In sensory processing, a neuron's firing rate and the timing of the spikes relative to the stimulus onset together encode information. In reality, however, stimuli are often ongoing, raising the question of what else could provide a reference point for spike timing. Previous studies suggested that the phase of ongoing background oscillations in the local field potential might provide this reference point. The timing of spikes relative to the phase of an oscillation has been referred to as 'phase-of-firing coding' (PoFC). Masquelier et al. now show that PoFC indeed has a functional role in information processing. In the Journal of Neuroscience, they report that PoFC aids spike timing-dependent plasticity (STDP) and, thus, neural coding and decoding.

STDP is a learning rule according to which synaptic strength is modified as a function of the relative timing of pre- and postsynaptic spikes; it allows neurons to respond selectively to repeating spike patterns in continuous spike trains. Here, the authors show that oscillatory activity facilitates this information decoding. Using computer simulations, they investigated the mechanisms through which a single neuron capable of undergoing STDP can detect and learn to selectively respond to patterns of input from an unknown number of afferents occurring at unpredictable times.

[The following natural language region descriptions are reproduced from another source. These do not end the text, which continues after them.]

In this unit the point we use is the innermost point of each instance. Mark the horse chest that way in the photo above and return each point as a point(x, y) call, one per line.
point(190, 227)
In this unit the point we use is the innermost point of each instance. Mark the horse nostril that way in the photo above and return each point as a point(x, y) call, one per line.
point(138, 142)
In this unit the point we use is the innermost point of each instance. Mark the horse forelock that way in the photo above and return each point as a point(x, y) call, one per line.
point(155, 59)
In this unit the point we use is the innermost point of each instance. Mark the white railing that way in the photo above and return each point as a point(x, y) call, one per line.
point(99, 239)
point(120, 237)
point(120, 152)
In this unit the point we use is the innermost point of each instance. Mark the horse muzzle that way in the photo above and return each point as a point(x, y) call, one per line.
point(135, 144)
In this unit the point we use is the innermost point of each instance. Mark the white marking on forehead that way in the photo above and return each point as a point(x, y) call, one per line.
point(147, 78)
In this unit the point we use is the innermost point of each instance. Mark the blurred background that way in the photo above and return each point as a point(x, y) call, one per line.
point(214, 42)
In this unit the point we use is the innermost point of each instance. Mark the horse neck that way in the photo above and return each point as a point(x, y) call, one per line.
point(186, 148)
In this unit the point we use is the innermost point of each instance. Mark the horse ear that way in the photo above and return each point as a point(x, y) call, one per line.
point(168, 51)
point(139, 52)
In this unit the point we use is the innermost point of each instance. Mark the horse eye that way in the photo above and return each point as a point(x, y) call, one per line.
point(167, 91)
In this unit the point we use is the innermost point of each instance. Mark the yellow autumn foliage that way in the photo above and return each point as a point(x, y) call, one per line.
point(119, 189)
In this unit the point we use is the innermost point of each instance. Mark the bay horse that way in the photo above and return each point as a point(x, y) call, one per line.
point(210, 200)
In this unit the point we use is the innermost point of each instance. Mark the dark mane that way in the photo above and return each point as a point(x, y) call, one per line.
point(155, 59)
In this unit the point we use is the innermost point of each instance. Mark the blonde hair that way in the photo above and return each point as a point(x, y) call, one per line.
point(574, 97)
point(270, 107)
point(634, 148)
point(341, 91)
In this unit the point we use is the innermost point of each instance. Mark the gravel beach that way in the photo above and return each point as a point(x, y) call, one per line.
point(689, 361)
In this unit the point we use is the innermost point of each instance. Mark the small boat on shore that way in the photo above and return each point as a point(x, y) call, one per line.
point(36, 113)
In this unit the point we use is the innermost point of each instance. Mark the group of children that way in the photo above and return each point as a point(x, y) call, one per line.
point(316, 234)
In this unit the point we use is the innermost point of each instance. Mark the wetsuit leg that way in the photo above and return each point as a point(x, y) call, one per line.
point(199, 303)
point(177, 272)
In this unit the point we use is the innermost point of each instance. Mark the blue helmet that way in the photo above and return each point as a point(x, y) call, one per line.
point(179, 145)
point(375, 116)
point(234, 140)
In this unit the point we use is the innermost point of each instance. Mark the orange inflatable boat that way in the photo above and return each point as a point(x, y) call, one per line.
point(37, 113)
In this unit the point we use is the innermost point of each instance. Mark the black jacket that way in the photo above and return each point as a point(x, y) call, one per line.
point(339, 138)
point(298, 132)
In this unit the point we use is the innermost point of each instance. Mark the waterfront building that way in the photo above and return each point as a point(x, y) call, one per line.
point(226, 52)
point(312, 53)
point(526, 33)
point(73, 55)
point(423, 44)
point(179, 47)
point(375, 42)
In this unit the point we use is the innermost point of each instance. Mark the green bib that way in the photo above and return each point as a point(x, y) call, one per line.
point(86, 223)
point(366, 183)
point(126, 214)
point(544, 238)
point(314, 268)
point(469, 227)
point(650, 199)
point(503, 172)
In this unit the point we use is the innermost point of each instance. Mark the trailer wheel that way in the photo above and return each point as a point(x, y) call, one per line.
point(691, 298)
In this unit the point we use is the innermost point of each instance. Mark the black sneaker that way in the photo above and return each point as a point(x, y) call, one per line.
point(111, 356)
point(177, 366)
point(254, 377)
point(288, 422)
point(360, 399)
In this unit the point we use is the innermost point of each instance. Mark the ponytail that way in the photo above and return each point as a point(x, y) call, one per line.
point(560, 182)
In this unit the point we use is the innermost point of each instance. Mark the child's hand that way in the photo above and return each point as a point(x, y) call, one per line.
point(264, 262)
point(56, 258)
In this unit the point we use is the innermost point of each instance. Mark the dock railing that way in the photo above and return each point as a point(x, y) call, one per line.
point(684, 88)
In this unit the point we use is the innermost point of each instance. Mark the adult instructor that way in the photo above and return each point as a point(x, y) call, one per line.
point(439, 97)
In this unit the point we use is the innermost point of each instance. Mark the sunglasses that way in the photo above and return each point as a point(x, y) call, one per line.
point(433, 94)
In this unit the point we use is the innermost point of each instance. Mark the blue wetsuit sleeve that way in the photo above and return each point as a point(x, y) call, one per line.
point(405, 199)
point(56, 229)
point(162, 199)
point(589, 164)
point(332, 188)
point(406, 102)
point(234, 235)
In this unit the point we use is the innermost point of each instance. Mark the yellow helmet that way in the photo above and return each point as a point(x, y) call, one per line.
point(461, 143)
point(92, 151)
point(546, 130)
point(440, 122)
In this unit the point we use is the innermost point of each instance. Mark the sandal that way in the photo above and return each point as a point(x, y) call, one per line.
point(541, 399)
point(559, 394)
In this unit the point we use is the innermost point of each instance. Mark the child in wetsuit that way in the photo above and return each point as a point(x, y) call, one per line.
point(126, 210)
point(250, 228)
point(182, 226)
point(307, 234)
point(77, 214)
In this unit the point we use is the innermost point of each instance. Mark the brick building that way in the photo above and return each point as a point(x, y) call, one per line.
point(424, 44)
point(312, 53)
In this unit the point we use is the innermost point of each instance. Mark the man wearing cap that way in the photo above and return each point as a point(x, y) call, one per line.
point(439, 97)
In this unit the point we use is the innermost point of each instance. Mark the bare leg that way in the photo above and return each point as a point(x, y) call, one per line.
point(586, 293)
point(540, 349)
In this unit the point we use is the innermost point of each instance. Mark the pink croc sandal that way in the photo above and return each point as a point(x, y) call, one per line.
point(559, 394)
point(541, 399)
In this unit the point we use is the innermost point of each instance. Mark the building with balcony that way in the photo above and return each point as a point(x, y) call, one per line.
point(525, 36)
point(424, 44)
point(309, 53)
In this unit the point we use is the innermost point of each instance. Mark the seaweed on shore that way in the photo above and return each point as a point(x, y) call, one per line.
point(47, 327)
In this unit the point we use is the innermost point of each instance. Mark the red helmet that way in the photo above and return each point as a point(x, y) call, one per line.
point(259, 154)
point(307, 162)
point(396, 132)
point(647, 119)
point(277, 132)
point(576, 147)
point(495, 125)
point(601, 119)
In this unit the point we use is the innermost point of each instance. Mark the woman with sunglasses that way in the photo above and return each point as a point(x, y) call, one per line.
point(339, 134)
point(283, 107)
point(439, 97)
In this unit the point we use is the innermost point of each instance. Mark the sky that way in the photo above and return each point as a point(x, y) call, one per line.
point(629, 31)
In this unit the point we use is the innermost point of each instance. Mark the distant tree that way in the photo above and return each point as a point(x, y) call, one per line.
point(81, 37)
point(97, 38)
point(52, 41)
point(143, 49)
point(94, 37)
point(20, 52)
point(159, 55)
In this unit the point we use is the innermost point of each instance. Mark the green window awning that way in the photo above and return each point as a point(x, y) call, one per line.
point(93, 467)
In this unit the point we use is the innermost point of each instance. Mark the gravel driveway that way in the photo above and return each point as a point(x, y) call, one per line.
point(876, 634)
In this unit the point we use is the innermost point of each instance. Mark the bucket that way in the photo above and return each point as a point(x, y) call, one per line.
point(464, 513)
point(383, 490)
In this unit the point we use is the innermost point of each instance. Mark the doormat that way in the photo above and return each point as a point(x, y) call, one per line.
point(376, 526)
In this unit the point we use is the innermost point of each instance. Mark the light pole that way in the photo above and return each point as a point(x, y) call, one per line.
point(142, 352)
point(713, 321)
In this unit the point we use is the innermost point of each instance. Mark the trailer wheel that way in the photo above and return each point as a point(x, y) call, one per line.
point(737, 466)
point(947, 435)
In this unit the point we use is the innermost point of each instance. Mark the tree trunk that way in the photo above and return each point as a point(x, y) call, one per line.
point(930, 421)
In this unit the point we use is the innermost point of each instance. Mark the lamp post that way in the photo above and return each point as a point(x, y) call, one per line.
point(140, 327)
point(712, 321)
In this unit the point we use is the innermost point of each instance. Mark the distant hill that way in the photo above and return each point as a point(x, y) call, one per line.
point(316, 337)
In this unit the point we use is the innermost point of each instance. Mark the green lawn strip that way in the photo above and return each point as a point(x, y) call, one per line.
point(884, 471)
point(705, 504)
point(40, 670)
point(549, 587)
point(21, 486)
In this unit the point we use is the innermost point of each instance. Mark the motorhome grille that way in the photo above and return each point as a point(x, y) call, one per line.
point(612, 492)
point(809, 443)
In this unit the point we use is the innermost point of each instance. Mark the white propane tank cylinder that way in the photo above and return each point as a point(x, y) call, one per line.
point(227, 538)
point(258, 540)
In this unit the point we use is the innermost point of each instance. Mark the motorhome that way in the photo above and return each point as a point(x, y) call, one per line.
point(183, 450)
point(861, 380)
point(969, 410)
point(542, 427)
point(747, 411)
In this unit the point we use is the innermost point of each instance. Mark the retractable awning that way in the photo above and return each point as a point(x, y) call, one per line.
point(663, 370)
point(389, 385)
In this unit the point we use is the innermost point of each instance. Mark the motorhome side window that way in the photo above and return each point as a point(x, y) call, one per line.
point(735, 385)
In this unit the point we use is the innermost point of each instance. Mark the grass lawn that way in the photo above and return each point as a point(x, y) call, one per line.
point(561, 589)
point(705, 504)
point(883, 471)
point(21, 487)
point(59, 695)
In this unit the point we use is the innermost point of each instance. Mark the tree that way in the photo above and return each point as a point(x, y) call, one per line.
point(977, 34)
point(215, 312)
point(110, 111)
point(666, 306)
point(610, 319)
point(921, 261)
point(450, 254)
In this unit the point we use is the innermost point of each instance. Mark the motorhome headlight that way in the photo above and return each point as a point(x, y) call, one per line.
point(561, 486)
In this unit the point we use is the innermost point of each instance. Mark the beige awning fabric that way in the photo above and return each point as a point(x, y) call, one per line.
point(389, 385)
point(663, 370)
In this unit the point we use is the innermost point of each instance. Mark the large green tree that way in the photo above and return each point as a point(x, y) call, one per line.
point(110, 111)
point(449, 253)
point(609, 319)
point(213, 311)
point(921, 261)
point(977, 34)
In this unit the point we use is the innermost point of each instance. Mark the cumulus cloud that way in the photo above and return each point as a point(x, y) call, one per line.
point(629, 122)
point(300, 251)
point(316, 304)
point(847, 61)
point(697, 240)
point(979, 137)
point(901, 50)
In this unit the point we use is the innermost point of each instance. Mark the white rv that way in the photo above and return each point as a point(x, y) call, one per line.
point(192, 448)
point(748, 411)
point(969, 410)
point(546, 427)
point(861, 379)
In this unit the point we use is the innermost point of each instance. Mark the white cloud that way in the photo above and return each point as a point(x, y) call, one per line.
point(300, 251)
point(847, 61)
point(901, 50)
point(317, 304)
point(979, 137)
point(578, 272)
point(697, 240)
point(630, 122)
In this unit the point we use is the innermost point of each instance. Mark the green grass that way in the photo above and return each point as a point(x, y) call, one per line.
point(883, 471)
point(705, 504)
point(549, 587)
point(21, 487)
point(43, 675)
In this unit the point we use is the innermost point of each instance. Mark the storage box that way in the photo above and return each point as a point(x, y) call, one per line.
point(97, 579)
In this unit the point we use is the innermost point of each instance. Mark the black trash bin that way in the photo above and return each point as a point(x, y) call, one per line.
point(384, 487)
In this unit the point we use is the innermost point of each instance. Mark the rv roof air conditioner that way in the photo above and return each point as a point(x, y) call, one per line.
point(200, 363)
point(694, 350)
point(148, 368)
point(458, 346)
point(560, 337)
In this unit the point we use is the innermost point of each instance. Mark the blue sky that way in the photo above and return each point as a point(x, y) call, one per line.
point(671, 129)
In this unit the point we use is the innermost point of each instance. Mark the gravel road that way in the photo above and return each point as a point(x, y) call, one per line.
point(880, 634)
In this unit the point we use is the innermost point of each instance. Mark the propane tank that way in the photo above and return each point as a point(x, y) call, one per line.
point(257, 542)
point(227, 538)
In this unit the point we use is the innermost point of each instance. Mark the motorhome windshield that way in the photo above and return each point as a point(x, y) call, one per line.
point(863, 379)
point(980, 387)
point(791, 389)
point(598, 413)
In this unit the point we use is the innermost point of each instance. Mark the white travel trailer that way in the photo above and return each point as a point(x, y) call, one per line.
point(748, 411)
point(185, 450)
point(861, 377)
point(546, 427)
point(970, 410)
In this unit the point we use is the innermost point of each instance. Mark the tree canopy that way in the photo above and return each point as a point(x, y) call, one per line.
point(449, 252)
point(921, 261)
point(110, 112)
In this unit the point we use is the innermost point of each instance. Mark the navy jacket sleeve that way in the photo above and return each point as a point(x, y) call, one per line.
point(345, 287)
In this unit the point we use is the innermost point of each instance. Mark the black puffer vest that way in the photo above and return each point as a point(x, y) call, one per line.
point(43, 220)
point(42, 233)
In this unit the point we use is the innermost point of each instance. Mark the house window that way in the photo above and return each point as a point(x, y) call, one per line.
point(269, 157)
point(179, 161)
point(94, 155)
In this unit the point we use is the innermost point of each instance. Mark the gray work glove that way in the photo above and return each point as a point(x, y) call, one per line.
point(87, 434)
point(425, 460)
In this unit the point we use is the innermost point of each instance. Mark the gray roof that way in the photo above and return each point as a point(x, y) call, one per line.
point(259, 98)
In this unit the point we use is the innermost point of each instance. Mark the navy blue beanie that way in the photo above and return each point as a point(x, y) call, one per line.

The downstream neuron was unable to learn the repeating patterns when Poisson input neurons (in which the spiking probability at any instant is constant and independent of prior activity) or independent leaky integrate-and-fire (LIF) input neurons (with piecewise constant input currents) were used. However, when the authors occasionally reset the membrane potential of all LIF input neurons (which might be similar to what happens in the brain during saccades in vision or sniffs in olfaction), the downstream STDP neuron began to respond to repeated spiking patterns. The selectivity of this response emerged after several stimulations and resets, indicating that the downstream neuron learned to decode the spiking pattern.

When the authors did not reset the input neurons but instead introduced an oscillatory drive, the input currents automatically became encoded in the spike phases with respect to the oscillation (PoFC). As a result, the downstream STDP neuron received input in the form of 'spike waves', which were even more efficiently detected than in the resetting paradigm and which triggered a learned selective response. These responses were observed even when only a small fraction of the afferents (10%) exhibited PoFC.

Both theoretical and experimental studies have provided evidence that oscillatory activity improves the reliability of neuronal spike timing, but the functional consequences of this were unknown. This study shows that oscillations facilitate downstream processing by generating waves of spikes with reliable relative times that the downstream neuron can decode. As a result, these neurons can respond selectively to spike patterns and, importantly, learn to respond to these patterns. Together, these findings suggest that oscillatory activity might have a major role in long-term memory encoding.